Like all good IT organizations, you religiously measure the performance and availability of your services and applications. But if those apps run in the cloud, critical components are often delivered by a third party or the cloud provider. In the case of a service disruption or degraded performance, how do you know what the problem is—your code, the network, or the provider? And, if the problem is with the service provider, how do you convince them to take action as quickly as possible?
Here at Google Cloud, we are the first cloud provider to report detailed standardized metrics on the behavior of our more than 130 Google Cloud service APIs, and how they are experienced by your applications. Today, we are happy to announce Transparent SLIs (service level indicators) - fine-grained detail about the behavior of Google Cloud Platform (GCP) services as related to your workloads. We display this data in Stackdriver Monitoring dashboards, and it's the same kind of data that Google SREs use to keep our services up and running. (Visit this post to learn more about SLIs.)
Transparent SLI metrics go far beyond simple up/down monitoring of our services. Now, you can debug subtle interactions between your application and our service from Stackdriver metrics such as how many transactions you sent, the rates of their various response codes, and their latency distribution. Then, for each service, you can slice and dice the metrics according to:
- Service name
- API version
- Credential ID
- Protocol (HTTP / gRPC)
- HTTP Response Code (e.g. 402)
- HTTP Response Code class (e.g. 4xx)
- gRPC Status Code
An example dashboard for GCP services that groups metrics by service, method and response code. You can also view latency charts on a log scale to quickly find outliers.
Data is powerTransparent SLIs give you the ability to transform your cloud operations for the better. By helping you drill down into interactions between your software and our services, GCP service metrics can tell you whether our services are behaving abnormally for your app’s traffic to speed the problem triage process. Furthermore, when you’re communicating with Google tech support, you can direct them to these charts so that everyone is working from the same data and can agree as to what’s being experienced. By shortening triage time and back and forth with tech support, we can dramatically reduce resolution times.
Here are some examples of how using GCP service metrics can improve the support experience:
- If all of your calls to a service are failing for a single credential ID, but not any other, chances are there’s something wrong with that account that you can fix yourself without opening a ticket.
- You’re troubleshooting a problem with your app, and notice a correlation between your application’s degraded performance and a sustained increase in the 50th percentile latency of a critical GCP service. Definitely call us and point us to this data so we can start working on the problem as quickly as possible.

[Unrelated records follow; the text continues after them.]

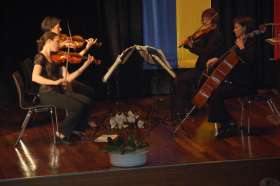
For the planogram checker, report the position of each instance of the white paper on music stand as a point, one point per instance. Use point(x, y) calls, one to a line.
point(150, 54)
point(104, 138)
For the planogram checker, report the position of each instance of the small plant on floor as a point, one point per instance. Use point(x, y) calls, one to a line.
point(131, 133)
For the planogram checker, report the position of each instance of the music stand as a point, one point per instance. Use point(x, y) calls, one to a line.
point(274, 41)
point(150, 55)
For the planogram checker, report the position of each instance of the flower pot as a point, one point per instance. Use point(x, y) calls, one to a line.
point(131, 159)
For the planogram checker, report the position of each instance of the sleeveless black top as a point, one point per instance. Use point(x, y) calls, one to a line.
point(51, 71)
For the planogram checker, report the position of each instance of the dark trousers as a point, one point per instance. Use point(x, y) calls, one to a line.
point(186, 84)
point(77, 106)
point(217, 109)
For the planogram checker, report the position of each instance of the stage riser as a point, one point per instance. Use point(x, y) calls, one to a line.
point(229, 173)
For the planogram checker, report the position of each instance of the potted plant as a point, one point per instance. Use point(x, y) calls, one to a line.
point(129, 148)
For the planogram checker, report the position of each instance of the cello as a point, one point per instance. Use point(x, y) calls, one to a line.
point(225, 65)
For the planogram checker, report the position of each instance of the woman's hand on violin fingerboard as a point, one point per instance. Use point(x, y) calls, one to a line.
point(240, 43)
point(90, 42)
point(89, 60)
point(61, 81)
point(210, 63)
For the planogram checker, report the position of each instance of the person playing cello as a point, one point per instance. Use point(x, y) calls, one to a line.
point(205, 43)
point(240, 78)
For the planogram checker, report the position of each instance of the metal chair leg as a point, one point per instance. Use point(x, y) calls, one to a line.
point(182, 122)
point(23, 126)
point(242, 113)
point(52, 112)
point(248, 116)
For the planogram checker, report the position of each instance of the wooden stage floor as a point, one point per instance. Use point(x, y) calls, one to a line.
point(36, 156)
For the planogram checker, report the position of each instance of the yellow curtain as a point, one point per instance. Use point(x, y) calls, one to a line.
point(188, 18)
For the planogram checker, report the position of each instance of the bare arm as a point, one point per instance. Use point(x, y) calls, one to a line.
point(72, 76)
point(90, 42)
point(37, 78)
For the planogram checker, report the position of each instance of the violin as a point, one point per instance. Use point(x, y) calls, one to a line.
point(74, 42)
point(72, 58)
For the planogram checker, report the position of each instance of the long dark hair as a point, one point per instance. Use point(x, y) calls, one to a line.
point(211, 13)
point(42, 40)
point(244, 21)
point(49, 23)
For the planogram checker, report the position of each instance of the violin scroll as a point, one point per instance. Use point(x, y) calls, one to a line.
point(72, 58)
point(74, 42)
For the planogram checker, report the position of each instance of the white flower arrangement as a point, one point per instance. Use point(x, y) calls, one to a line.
point(123, 120)
point(131, 133)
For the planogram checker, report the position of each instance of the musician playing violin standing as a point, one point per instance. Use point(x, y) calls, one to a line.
point(205, 43)
point(239, 81)
point(52, 77)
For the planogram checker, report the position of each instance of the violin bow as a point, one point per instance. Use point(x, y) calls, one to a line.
point(68, 49)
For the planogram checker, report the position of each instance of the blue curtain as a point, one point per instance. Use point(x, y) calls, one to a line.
point(159, 28)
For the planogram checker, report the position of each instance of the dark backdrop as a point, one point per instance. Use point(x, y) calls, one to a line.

- The latencies for a GCP service report look good and unchanged from before, but your in-app client-side metrics report that the latency on calls to the service is abnormally high. That suggests that there might be some trouble in the network. Call your network provider (in some cases, Google) to get the debugging process started.
Transparent SLIs may also help you understand that latency results for most services fall within a normal distribution: a big hump in the middle, and outliers on either side. The metrics will help you understand the normal distribution so that you can engineer your app to work well within the distribution curve. For example, the metrics can help you correlate distribution changes with times when your app is not working as intended, helping you find the root cause of an issue. We expect the 99th percentile to look very different than the median—what we don’t expect are dramatic changes in those percentiles over time. Thus, when investigating whether a GCP service is at fault for an application problem, you should examine the return codes and latency rates over time and look for sustained changes from the norm that are correlated with observed issues in your application. (We suggest that you consider the last week to be the norm.)
Setting up dashboards for Transparent SLIsTo get started collecting and exploring Transparent SLIs, go to Stackdriver Metrics Explorer and select "Consumed API" as the resource type. Stackdriver then introspects your project and creates a list of metrics that you can chart based on the products and services you are using. You can then pick the metrics that make the most sense for your environment. You can narrow down the data you display by specifying which project or service you want to monitor. It may also be helpful to specify which credentials’ traffic to view so that you only monitor traffic from production applications and not from other sources.
Stackdriver Metrics Explorer supports availability and latency metrics, which you can combine with filters and aggregations for new and insightful views into your application performance. For example, you can combine a request count metric with a filter on the HTTP Response Code class to build a dashboard that shows error rates over time. Or you can look at the 95th percentile latency of requests to the Cloud Pub/Sub API.
Since the main use case for Transparent SLIs is to help you triage issues with your application and see if GCP services may be the cause, the ideal way to use this data is to mix our metrics with yours. If you have an app that is highly dependent on Cloud SQL, for example, don’t graph the SLIs for Cloud SQL on their own—create a chart with your app’s error rate as one line and the Cloud SQL error rate as another line on the same chart. Doing this allows you to see at a glance whether Cloud SQL errors are a likely cause of unavailability in your app.